Beit Midrash this week was a Campus Unconference. An unconference is a loosely organized meeting of people with something to say. The direction of the conversation is managed by the groups’ interests. To prepare for our unconference, the student government and faculty brainstormed areas of interest for our community. We narrowed these ideas to nine sessions and we were ready for the Campus Unconference.

Rabbi Greenberg introduced the Campus Unconference with a midrash. She explained that each person has the Hebrew letter alef on their face. The nose makes the center line, and each eye is one of the smaller lines. Alef is the first letter of God’s name. When we look upon one another, we are actually looking at what is holy. When we remember the spark of Godliness in each individual, we are able to approach our conversations and interactions with more trust, more honesty, and more compassion. 

Dr. Patterson explained the nine available sessions (see just below) and reminded our community that we are all equal participants – students and staff – in discussing these ideas of interest. Following the session breakout, we returned to the large group and shared some of our conversations. Students and staff were very present for these conversations. We talked about what we felt and thought. We also spoke about things we would like to see in the future, like a Beit Midrash on addiction. This is an ongoing conversation for us. We began at the Kinnus when we said Hinenei, here I am; and we continue today as we articulate our individual thoughts and the value of our community.

Kehillah Campus Unconference Sessions from this past Wednesday:

• Session 1: How we treat each other?
• Session 2: How do we express differing ideas kindly, respectfully, appropriately?
• Session 3: Social Media: how do we do it right?
• Session 4: Gossip
• Session 5: How and what is a role model?
• Session 6: What is our mission?
• Session 7: Who are we Jewishly and secularly?
• Session 8: Suicide/Depression
• Session 9: What does a strong and safe community look like?

If you want to know more, please be in touch with Rabbi Greenberg or Dr.

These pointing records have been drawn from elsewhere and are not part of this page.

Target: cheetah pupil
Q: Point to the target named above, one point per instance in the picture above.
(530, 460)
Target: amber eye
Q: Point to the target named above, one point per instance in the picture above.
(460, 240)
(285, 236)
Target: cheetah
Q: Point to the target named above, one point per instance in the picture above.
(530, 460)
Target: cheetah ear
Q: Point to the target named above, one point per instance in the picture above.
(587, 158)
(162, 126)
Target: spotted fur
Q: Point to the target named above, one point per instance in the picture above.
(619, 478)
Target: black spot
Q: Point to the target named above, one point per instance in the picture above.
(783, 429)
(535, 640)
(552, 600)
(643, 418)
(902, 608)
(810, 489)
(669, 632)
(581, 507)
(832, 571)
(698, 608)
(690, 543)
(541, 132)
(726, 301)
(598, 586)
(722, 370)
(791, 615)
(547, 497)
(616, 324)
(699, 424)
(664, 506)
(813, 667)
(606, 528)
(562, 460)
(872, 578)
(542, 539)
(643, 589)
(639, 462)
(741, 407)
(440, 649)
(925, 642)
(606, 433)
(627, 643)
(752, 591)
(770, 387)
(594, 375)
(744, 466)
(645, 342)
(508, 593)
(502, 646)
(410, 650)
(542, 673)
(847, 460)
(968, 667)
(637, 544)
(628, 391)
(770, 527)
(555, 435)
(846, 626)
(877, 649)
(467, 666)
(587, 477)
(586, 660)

Patterson.

Each week we have an hour long assembly, sometimes it is programming, sometimes a speakers, recently we watched the movie "I Am." (it was just about then Michelle and I really started collaborating.) 

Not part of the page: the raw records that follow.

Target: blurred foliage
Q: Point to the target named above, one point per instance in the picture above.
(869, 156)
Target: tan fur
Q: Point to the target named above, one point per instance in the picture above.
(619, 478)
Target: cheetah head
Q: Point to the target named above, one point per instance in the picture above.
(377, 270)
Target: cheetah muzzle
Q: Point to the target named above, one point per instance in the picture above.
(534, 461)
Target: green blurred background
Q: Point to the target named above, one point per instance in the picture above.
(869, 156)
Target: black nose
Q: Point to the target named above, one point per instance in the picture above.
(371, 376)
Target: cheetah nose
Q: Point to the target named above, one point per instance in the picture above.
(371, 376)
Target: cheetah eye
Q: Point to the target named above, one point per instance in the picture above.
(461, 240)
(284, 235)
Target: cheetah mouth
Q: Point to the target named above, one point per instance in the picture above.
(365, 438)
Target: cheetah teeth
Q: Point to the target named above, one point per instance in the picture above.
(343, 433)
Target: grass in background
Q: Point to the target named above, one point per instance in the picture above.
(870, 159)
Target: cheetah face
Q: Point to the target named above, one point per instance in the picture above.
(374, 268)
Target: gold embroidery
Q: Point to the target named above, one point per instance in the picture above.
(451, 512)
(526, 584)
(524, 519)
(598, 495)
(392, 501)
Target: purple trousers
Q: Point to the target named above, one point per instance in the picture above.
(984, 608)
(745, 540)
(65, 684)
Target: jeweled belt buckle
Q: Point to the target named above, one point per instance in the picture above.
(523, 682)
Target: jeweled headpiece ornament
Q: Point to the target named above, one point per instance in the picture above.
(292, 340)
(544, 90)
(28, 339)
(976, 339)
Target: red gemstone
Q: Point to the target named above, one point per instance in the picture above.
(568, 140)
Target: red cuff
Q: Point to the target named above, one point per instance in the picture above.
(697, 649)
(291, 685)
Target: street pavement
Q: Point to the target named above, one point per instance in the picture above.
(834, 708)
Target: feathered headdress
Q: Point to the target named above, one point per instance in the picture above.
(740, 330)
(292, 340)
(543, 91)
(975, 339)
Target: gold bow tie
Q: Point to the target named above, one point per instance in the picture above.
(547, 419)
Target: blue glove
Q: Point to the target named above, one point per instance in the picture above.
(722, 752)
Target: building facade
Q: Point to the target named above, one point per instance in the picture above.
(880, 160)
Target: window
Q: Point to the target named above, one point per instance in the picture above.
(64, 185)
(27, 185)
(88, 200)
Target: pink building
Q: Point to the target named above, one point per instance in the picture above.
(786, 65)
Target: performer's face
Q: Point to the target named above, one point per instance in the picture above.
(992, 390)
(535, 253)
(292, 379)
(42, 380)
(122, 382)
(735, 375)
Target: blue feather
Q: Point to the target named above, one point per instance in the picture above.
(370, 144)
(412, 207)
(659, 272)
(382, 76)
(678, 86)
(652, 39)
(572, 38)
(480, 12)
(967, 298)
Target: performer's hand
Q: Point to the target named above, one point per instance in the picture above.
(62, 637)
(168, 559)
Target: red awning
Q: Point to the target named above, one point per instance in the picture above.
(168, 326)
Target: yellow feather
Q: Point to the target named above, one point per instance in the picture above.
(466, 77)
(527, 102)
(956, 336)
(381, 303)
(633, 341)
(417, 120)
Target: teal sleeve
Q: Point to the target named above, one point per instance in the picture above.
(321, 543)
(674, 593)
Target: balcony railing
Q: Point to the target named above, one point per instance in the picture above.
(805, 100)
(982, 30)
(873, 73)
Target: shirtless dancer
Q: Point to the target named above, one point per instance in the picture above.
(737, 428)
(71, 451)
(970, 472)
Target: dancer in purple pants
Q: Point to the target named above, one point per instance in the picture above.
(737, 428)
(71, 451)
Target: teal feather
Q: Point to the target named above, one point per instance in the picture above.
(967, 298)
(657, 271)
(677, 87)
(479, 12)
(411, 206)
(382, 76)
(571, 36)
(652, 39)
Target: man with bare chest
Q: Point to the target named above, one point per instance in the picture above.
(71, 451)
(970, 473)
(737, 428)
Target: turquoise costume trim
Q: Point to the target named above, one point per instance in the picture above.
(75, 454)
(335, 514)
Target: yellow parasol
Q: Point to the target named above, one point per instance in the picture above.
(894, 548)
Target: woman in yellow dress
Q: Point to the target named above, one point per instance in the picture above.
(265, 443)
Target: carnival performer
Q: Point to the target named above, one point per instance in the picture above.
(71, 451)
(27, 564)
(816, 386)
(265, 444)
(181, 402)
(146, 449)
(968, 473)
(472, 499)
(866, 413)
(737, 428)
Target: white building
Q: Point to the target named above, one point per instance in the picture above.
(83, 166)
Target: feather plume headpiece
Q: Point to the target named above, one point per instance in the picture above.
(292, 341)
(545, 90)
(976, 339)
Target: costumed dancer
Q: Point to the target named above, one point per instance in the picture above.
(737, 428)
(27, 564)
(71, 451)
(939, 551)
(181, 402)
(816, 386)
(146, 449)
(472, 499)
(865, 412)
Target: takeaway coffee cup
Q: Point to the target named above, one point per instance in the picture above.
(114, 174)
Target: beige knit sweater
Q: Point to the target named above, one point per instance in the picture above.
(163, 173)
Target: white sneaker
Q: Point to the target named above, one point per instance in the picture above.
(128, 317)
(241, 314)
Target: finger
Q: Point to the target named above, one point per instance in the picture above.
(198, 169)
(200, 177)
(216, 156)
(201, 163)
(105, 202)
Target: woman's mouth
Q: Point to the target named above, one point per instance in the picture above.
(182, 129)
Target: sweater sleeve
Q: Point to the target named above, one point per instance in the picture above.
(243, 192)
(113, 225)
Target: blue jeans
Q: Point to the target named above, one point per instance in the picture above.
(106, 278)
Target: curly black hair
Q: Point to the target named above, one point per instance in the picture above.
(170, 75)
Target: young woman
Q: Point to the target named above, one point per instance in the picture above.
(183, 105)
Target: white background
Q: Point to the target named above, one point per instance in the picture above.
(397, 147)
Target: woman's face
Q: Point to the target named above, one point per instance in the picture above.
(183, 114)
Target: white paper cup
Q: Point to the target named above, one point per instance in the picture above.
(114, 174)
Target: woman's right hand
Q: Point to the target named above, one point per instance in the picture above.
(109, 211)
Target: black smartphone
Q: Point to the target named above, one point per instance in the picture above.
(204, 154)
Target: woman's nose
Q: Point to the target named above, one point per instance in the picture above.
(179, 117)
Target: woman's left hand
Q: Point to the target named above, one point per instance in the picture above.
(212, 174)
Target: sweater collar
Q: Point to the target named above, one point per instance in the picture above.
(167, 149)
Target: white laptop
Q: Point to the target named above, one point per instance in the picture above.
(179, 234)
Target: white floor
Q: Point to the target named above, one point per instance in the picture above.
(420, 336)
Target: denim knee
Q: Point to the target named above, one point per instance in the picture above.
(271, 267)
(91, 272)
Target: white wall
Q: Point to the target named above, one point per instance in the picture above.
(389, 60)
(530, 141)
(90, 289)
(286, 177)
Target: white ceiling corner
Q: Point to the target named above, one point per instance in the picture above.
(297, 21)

The unconference format was one that Michelle and I had both experienced in different settings.  Figuring out a way to give 175 people choice and still have a good conversation was tricky.  We managed it in 2 steps.  The first step was with the faculty.
Last week in the faculty meeting we had the teachers generate topics and choose which discussion to participate.  We did this to give the teachers a sense of the structure and process of the unconference.  So from this process we had 5 topics.  The second set was to ask the student government to think critically and generate topics.  
This was a great option for our time constraints.  The student government generated topics overlapped with the faculty topics 100%, and most are reflected in the 9 topics we gave the group to choose from.
Choice   is huge.  Our community was suffering in part because everyone was taking it for granted and not engaging in the community.  The choice of session is a choice to engage.  This is so powerful and the kids have said just that.
In a debreif today the staff were also more engaged and thoughtful, we talked about next steps, but mainly we talked about the process.
We are going to have a second campus unconference in just a couple of weeks.
If you trust your kids, bring them this format and allow them to become engaged in their own lives.